Tuesday, January 29, 2008

Sad, but off base

Apparently a boy in Lee's Summit (the Kansas City side of Missouri) killed himself because he was being teased at school. This is sad, regretful, and I feel awful saying what I am about to say, but it needs to be said.

Like the 13 year-old girl locally who committed suicide because people made mean remarks to her via her MySpace page, we now have the boy who killed himself because the other kids at school were mean to him. Of course, his mother plans to sue the school. (Mind you if the public decides this is a silly suit, the lawyers will get blamed, not the member of the general public.)

Kids are vicious; anyone who survived grade school and high school can tell you that. Most of us get through it without suicide. Everyone should get through without feeling the need to kill themselves. We can feel sad when a child dies for any reason, especially when it is suicide related, but this cannot blind us to the fact that the child in this case died merely because someone was too mean to him. In life, people will be mean to you. It happens and people need to be able to deal with it.
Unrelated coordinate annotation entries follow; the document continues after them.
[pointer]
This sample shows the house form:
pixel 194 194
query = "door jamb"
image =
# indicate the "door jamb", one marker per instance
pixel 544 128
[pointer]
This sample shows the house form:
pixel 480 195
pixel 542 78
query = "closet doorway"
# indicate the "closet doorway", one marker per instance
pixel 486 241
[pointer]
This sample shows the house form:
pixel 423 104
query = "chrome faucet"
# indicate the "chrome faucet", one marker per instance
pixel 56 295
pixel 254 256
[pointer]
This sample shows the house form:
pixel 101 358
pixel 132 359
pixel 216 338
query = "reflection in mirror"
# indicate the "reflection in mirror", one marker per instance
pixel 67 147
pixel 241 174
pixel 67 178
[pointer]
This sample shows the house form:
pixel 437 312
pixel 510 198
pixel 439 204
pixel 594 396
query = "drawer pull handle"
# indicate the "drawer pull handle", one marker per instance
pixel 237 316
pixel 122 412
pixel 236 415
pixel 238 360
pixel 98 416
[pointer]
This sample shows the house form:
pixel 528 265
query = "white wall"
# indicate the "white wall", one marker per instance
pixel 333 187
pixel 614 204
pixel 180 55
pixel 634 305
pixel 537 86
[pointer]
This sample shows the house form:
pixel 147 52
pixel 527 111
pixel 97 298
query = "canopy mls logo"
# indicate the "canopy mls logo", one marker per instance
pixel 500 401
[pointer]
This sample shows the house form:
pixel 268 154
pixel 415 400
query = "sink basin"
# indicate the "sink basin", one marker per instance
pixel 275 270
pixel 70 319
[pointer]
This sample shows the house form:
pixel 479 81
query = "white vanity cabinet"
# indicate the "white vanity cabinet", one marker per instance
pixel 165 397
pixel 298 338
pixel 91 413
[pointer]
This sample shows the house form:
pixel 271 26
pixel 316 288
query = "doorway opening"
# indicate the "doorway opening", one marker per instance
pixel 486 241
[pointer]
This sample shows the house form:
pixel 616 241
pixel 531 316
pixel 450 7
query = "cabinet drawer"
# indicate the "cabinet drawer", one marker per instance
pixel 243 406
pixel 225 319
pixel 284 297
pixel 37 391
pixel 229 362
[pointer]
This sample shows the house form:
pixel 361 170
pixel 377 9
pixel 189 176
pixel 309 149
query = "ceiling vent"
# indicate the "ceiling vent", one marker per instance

In blaming the "them," (whether "them" is the evil, demon-possessed, other kids who did the "being mean" or the "teasing;" or whether "them" is the school which allegedly should have seen this coming and stopped it somehow, probably by creating the Biblical scale miracle of having kinds not torment the weaker, less popular, other kid); we allow ourselves to ignore any fault on the part of the child who is dead. After all, it seems cruel to us to blame the dead, especially when the dead is a child. Likewise, it seems cruel to blame the parents who we know must be mourning for the child. So we look elsewhere, because a tragedy like this makes us want to blame someone. Yet, logically if, as the parents are quoted on CNN, the school should have seen the problem and read the warning signs (and I'm certainly not saying the school is innocent), how much more true must this be of the parents? If the child had problems at home, how is this something that can be laid at the feet of the school? The school does not replace the parents and in the end, the buck stops with the parents. Of course, the parents can't emotionally admit fault and so, they blame the school. Human nature.

The bottom line is that no one should take their own life just because someone else was mean to them. The person who made the conscious choice, however young they may be, is the one who could have stopped the incident from happening, should have stopped it from happening. That person ALONE is most at fault for the (usually) fundamentally selfish act of suicide, and therein, however tragic, lies the blame.

My final thought is this. Let he who is without sin cast the first stone, and let the person who never tormented anyone, was never mean to another kid, who never made another miserable during their entire K-12 experience be the one to cast this first stone. Before you blame the school or the mean other kids, look in the mirror. Take a long, hard, look. How many can say it was never I?